Eric returns to as normal a life as he can manage, just him and his fat ginger tom Ian, and a year later, he’s feeling pretty stable, busily ignoring the almost constant stream of letters and packages from his past self, putting them in the kitchen cupboard and not reading them. However, when his television tries to attack him and it becomes clear that something very strange is happening, he begins to read.

Thus begins his journey of discovery. He is being hunted by a conceptual shark, a Ludovician, a creature that exists in his mind and feeds on his memories. Life will find a way, as Darwin said, and now life has formed inside language and thought, and some of it is very dangerous. He discovers someone else who can help him, Dr Trey Fidorus, the world’s only cryptoconceptual oceanologist, and sets off to find him, taking Ian with him. From then on, things only get more and more complicated…

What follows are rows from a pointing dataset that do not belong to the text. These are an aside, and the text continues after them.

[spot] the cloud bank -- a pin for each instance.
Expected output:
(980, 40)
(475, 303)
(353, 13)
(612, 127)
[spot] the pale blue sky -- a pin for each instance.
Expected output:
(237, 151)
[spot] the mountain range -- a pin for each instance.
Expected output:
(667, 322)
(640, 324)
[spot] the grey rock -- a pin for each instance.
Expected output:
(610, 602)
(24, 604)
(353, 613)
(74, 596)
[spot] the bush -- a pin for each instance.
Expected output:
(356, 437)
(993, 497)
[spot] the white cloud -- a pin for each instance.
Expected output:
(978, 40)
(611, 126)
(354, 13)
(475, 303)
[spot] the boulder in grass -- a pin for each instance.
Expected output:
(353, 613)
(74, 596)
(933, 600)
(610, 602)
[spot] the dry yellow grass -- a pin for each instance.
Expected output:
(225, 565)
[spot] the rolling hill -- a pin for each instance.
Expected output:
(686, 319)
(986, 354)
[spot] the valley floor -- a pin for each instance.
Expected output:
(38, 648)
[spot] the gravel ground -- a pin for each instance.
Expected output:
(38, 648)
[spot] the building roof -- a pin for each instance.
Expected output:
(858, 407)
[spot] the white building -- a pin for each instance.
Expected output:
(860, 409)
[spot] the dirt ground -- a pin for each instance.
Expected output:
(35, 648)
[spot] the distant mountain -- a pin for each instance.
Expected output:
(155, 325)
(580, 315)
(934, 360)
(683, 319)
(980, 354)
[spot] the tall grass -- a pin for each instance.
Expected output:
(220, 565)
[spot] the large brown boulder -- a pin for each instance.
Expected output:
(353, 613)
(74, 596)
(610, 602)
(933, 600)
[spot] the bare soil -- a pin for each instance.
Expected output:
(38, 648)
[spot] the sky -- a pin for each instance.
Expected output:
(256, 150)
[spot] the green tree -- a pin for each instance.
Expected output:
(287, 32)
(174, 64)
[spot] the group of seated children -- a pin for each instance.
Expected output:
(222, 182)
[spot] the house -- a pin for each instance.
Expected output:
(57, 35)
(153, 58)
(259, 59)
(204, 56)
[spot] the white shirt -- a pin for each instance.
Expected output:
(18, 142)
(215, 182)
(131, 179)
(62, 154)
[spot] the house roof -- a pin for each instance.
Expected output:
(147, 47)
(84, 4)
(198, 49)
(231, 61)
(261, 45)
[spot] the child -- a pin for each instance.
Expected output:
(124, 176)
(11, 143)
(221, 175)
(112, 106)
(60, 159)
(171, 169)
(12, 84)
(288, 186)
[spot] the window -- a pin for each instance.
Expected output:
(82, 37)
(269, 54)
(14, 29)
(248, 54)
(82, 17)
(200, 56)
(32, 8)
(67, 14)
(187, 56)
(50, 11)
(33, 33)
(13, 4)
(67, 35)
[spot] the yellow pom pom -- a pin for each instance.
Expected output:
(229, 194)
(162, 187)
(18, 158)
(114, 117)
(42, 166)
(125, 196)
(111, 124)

The idea of a conceptual shark is absolutely breathtaking and beautiful in equal measure. There is in fact and entire ecosystem of conceptual creatures, some of which we meet over the course of the novel, others that are merely discussed or hinted at. The novel uses innovative forms to really add impact to the writing, such as including diagrams, codes, letters spaced out across the page in unusual patterns and, most fascinatingly of all, a shark made of words and letters, stalking Eric and the reader through several otherwise blank pages.

The ending, annoyingly, feels a little bit flat to me, leaving a few questions still outstanding, but I can live with it. It ends on a note of hope, and the preceding events more than make up for an excellent story which involves a man determined to live forever, a cavern system made of paper and the most enchanting cat in recent fiction.

Neil Gaiman fans will get a lot out of this, but then again I think anyone can. Anyone who believes in the power of words and books the way I do will also find great comfort here.

An outstanding, beautiful, excellently-crafted read.